Cela a en fait initié un processus qui conduirait à l’abandon complet du projet et du programme nucléaire yougoslave plus large trois ans plus tard.

Chernobyl a intensifié les craintes

Prévue comme la deuxième centrale nucléaire pour la Croatie, après Krško, Prevlaka devait approvisionner Zagreb et le nord de la Croatie. Cependant, le projet a été accompagné dès le début d’une série de controverses – des problèmes sismiques à la proximité de zones densément peuplées.

Moins de deux mois plus tôt, la catastrophe de Tchernobyl avait considérablement changé l’attitude envers l’énergie nucléaire. La discussion sur Prevlaka a rapidement cessé d’être une question technique et est devenue politique. Pour cette raison, la décision de juin 1986 a marqué le début de la résistance institutionnelle.

Le ballon d’essai de Zagreb

Cependant, ce n’était qu’un ballon d’essai lancé par l’Organisation de la ville du SSRN (Alliance socialiste des travailleurs), qui était un organe politique plus orienté vers les masses et quelque peu moins idéologisé, mais toujours sous le contrôle de la Ligue des communistes.

Ainsi, le sentiment public négatif a été transformé en une décision politique – le Parlement a été invité à abandonner le site de Prevlaka, mais la possibilité a été laissée ouverte pour une large discussion publique sur tous les autres sites.

Les habitants de Zagreb ne faisaient pas confiance aux informations officielles

À ce moment-là, la deuxième centrale nucléaire près de Zagreb avait déjà été intégrée au Plan spatial. Elle devait être le deuxième réacteur nucléaire croato-slovène. Le public, généralement méfiant envers les informations officielles et politiquement orientées, était convaincu que quelque chose était déjà en construction à Prevlaka, et qu’une entreprise ‘Prevlaka en Construction’ avait été établie.

L’hystérie étouffée n’a pas été entièrement empêchée par des explications selon lesquelles la centrale nucléaire n’avait ni emplacement ni permis de construire, et que seuls des travaux exploratoires initiaux avaient été réalisés sur le site. Il s’est avéré plus tard qu’il s’agissait d’un document de l’Institut d’urbanisme et de l’Institut ‘Ruđer Bošković’ de 1978 intitulé ‘Centrale nucléaire de Prevlaka – Travaux préliminaires et conditions générales d’urbanisme’.

Dans les années qui ont suivi, même le puissant lobby énergétique n’a pas pu apaiser la résistance croissante. Enfin, trois ans plus tard, en juin 1989, une loi fédérale sur l’interdiction de la construction de centrales nucléaires en SFRY a été adoptée.
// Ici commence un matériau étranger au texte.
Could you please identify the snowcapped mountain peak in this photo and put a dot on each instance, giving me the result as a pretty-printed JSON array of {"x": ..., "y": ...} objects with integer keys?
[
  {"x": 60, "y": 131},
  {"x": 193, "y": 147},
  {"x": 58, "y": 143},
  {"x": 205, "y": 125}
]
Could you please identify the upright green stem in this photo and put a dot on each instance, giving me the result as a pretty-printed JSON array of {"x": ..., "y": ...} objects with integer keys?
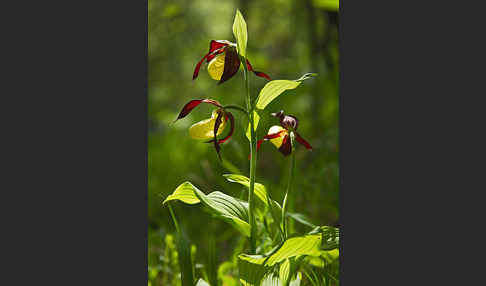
[
  {"x": 174, "y": 218},
  {"x": 251, "y": 193},
  {"x": 289, "y": 186}
]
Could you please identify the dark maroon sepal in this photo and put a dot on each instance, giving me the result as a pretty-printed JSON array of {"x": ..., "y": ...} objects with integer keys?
[
  {"x": 302, "y": 141},
  {"x": 215, "y": 48},
  {"x": 192, "y": 104},
  {"x": 289, "y": 122},
  {"x": 231, "y": 64},
  {"x": 257, "y": 73},
  {"x": 268, "y": 137},
  {"x": 286, "y": 147}
]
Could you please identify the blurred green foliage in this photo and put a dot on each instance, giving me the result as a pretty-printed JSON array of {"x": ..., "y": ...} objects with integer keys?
[{"x": 285, "y": 40}]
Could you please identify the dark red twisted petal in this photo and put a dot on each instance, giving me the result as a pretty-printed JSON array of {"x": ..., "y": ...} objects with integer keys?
[
  {"x": 257, "y": 73},
  {"x": 216, "y": 128},
  {"x": 198, "y": 66},
  {"x": 231, "y": 65},
  {"x": 286, "y": 147},
  {"x": 215, "y": 48},
  {"x": 192, "y": 104},
  {"x": 267, "y": 137},
  {"x": 302, "y": 141}
]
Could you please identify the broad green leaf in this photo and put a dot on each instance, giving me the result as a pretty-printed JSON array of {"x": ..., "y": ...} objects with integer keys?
[
  {"x": 276, "y": 87},
  {"x": 330, "y": 236},
  {"x": 184, "y": 193},
  {"x": 230, "y": 209},
  {"x": 301, "y": 245},
  {"x": 260, "y": 190},
  {"x": 284, "y": 272},
  {"x": 240, "y": 32},
  {"x": 272, "y": 280},
  {"x": 296, "y": 281},
  {"x": 261, "y": 194},
  {"x": 253, "y": 268},
  {"x": 326, "y": 257},
  {"x": 302, "y": 219},
  {"x": 256, "y": 119}
]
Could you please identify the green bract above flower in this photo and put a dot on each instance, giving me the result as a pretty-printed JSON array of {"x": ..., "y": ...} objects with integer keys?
[
  {"x": 223, "y": 62},
  {"x": 210, "y": 128},
  {"x": 279, "y": 136}
]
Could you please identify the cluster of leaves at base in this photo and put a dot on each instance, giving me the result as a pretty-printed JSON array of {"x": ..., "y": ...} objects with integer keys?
[{"x": 309, "y": 259}]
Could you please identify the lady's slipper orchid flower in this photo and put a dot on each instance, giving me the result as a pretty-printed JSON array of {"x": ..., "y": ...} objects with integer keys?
[
  {"x": 280, "y": 135},
  {"x": 223, "y": 62},
  {"x": 211, "y": 128}
]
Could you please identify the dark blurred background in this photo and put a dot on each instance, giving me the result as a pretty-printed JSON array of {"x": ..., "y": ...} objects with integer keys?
[{"x": 285, "y": 39}]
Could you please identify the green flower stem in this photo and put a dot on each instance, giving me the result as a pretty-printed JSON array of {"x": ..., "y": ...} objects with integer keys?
[
  {"x": 236, "y": 107},
  {"x": 289, "y": 186},
  {"x": 253, "y": 154}
]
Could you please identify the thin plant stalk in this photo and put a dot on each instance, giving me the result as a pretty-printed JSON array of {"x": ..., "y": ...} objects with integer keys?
[
  {"x": 289, "y": 186},
  {"x": 174, "y": 218},
  {"x": 253, "y": 158}
]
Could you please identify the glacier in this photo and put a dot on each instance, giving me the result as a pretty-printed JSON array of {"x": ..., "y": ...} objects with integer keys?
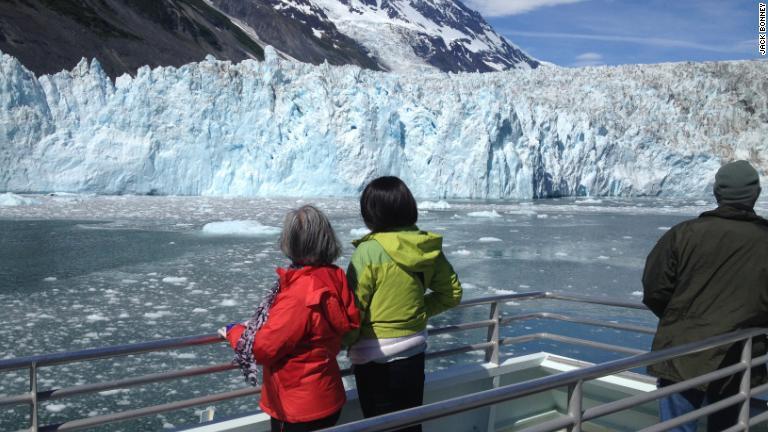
[{"x": 283, "y": 128}]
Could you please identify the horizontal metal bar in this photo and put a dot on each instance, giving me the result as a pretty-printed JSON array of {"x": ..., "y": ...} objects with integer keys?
[
  {"x": 587, "y": 321},
  {"x": 622, "y": 404},
  {"x": 167, "y": 344},
  {"x": 514, "y": 391},
  {"x": 129, "y": 382},
  {"x": 459, "y": 350},
  {"x": 570, "y": 340},
  {"x": 461, "y": 327},
  {"x": 113, "y": 351},
  {"x": 143, "y": 412},
  {"x": 504, "y": 297},
  {"x": 16, "y": 399}
]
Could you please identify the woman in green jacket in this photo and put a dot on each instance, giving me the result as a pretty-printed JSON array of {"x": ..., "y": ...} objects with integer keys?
[{"x": 391, "y": 271}]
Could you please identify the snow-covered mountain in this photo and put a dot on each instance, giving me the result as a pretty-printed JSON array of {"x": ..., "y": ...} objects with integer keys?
[
  {"x": 399, "y": 35},
  {"x": 51, "y": 35},
  {"x": 284, "y": 128}
]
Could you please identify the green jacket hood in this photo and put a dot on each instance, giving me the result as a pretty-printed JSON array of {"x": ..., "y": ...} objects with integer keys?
[{"x": 413, "y": 249}]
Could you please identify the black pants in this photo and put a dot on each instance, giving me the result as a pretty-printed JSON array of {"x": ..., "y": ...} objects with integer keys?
[
  {"x": 387, "y": 387},
  {"x": 325, "y": 422}
]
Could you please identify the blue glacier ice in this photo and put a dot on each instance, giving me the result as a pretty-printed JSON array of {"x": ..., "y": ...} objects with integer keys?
[{"x": 282, "y": 128}]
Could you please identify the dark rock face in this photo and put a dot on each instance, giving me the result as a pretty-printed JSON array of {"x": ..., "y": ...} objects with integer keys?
[
  {"x": 291, "y": 30},
  {"x": 50, "y": 35}
]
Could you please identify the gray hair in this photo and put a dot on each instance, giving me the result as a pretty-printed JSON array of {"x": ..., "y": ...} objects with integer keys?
[{"x": 308, "y": 237}]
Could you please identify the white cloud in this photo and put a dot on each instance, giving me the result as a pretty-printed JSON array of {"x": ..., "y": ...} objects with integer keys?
[
  {"x": 513, "y": 7},
  {"x": 653, "y": 41},
  {"x": 589, "y": 59}
]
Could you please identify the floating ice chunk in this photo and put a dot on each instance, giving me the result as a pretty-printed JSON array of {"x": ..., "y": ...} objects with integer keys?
[
  {"x": 9, "y": 199},
  {"x": 184, "y": 356},
  {"x": 432, "y": 205},
  {"x": 492, "y": 214},
  {"x": 175, "y": 280},
  {"x": 248, "y": 228},
  {"x": 503, "y": 291},
  {"x": 488, "y": 239},
  {"x": 113, "y": 392},
  {"x": 359, "y": 232},
  {"x": 157, "y": 314},
  {"x": 56, "y": 407}
]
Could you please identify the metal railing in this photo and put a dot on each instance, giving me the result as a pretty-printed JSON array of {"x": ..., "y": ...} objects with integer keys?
[{"x": 491, "y": 345}]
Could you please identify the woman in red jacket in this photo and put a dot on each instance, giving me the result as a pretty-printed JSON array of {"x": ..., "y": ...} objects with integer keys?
[{"x": 296, "y": 332}]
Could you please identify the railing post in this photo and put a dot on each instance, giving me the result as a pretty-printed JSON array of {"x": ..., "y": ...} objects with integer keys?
[
  {"x": 575, "y": 410},
  {"x": 492, "y": 354},
  {"x": 746, "y": 383},
  {"x": 33, "y": 392}
]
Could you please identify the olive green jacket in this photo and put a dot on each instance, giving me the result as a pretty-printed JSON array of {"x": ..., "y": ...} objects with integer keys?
[
  {"x": 708, "y": 276},
  {"x": 390, "y": 273}
]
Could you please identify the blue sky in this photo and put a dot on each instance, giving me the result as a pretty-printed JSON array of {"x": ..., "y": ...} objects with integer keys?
[{"x": 595, "y": 32}]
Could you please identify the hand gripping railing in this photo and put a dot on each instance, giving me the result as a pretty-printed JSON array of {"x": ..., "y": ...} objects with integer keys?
[{"x": 490, "y": 345}]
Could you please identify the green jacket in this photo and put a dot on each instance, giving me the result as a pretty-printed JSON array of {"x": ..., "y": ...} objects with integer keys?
[
  {"x": 705, "y": 277},
  {"x": 390, "y": 273}
]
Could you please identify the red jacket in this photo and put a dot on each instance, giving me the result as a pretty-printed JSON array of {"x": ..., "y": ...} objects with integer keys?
[{"x": 298, "y": 344}]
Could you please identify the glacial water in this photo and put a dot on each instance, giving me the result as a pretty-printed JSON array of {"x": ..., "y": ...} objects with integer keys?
[{"x": 80, "y": 272}]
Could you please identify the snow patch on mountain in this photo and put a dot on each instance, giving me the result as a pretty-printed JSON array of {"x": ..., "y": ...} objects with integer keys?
[{"x": 281, "y": 128}]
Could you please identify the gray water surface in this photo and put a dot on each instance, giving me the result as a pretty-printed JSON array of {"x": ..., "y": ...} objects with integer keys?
[{"x": 96, "y": 271}]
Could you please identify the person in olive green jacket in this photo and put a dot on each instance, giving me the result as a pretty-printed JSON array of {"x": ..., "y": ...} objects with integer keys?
[
  {"x": 400, "y": 278},
  {"x": 709, "y": 276}
]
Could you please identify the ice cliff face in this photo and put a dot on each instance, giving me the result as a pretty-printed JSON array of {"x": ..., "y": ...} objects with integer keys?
[{"x": 285, "y": 128}]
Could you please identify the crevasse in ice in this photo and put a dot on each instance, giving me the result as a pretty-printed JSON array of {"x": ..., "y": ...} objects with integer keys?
[{"x": 281, "y": 128}]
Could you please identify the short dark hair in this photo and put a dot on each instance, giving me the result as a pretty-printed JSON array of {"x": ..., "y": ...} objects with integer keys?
[
  {"x": 308, "y": 237},
  {"x": 387, "y": 203}
]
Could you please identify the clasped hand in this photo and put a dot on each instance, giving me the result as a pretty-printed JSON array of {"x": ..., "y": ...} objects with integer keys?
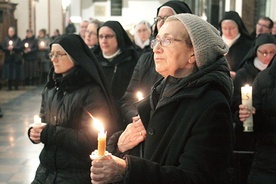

Ainsi, le site croate, Prevlaka, est resté juste des lettres mortes sur papier.

Prevlaka est à nouveau d’actualité

Quatre décennies plus tard, l’énergie nucléaire est à nouveau un sujet. La Croatie participe à l’exploitation de Krško et envisage de nouvelles options, allant de l’expansion de l’installation existante à la construction d’une nouvelle.

La crise énergétique mondiale et les annonces de nouvelles technologies qui consomment beaucoup d’électricité favorisent les partisans de l’énergie nucléaire.

Deux sites qui ont été mentionnés depuis les années 1970 sont toujours en jeu – aux côtés de Prevlaka sur la Sava, Tanja près d’Erdut sur le Danube a également été mise à jour. Cependant, le gouvernement doit encore élaborer un plan de développement de l’énergie nucléaire.

La Croatie est donc encore loin de toute décision. Après tout, nous ne sommes pas encore d’accord sur l’endroit où stocker la moitié des déchets radioactifs de la Croatie provenant de Krško, qui est opérationnel depuis plus de 43 ans.